As launch day approached, our fears escalated. In our situation, many entrepreneurial teams give in to fear and postpone the launch date. Although I understand this impulse, I am glad we persevered, since delay prevents many startups from getting the feedback they need.
It is also the right way to think about productivity in a startup: not in terms of how much stuff we are building but in terms of how much validated learning we’re getting for our efforts.
The irony is that it is often easier to raise money or acquire other resources when you have zero revenue, zero customers, and zero traction than when you have a small amount. Zero invites imagination, but small numbers invite questions about whether large numbers will ever materialize.
…learn to see every startup in any industry as a grand experiment. The question is not “Can this product be built?” In the modern economy, almost any product that can be imagined can be built. The more pertinent questions are “Should this product be built?” and “Can we build a sustainable business around this set of products and services?”
Amen.
Unfortunately, if the plan is to see what happens, a team is guaranteed to succeed—at seeing what happens—but won’t necessarily gain validated learning.

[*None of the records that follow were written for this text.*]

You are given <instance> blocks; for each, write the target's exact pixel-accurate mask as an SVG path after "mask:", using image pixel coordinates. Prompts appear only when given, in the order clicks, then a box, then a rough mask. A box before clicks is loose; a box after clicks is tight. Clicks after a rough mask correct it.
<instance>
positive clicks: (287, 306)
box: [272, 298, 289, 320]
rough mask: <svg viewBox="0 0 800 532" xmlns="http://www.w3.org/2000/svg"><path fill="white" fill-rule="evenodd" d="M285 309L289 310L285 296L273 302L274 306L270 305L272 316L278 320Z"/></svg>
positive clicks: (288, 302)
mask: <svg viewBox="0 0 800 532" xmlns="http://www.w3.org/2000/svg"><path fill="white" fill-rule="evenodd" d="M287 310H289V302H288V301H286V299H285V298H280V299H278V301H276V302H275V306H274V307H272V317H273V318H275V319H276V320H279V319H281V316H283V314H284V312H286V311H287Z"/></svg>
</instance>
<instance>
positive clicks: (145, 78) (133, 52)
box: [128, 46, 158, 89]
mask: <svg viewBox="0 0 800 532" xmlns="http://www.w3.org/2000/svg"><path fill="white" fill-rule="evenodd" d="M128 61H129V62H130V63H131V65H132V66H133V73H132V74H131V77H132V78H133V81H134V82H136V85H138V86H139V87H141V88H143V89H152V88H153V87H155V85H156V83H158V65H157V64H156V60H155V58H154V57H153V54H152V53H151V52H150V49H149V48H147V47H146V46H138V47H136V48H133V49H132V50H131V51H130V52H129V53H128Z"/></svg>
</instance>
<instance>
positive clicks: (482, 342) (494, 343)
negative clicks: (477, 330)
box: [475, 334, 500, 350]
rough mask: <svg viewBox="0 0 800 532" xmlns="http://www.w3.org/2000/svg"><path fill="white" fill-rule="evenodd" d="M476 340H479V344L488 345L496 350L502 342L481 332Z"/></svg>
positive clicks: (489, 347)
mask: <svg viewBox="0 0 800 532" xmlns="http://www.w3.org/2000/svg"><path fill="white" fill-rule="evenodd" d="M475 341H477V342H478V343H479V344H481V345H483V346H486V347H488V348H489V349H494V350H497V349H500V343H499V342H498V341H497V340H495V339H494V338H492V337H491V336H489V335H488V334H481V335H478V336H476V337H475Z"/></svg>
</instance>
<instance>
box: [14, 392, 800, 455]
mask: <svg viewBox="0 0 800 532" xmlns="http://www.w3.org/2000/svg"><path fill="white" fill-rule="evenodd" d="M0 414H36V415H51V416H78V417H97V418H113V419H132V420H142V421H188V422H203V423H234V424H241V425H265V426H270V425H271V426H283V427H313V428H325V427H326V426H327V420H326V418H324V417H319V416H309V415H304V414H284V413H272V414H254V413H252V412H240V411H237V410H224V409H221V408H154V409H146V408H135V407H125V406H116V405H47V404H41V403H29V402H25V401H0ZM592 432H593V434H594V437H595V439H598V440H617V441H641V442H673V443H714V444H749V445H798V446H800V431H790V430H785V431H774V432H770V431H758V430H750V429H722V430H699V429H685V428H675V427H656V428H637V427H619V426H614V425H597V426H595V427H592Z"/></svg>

This is one of the most important lessons of the scientific method: if you cannot fail, you cannot learn.
You cannot be sure you really understand any part of any business problem unless you go and see for yourself firsthand. It is unacceptable to take anything for granted or to rely on the reports of others.
…there is no bigger destroyer of creative potential than the misguided decision to persevere.
This is one of the most important discoveries of the lean manufacturing movement: you cannot trade quality for time. If you are causing (or missing) quality problems now, the resulting defects will slow you down later.
Although it’s human nature to assume that when we see a mistake, it’s due to defects in someone else’s department, knowledge, or character, the goal of the Five Whys is to help us see the objective truth that chronic problems are caused by bad process, not bad people, and remedy them accordingly.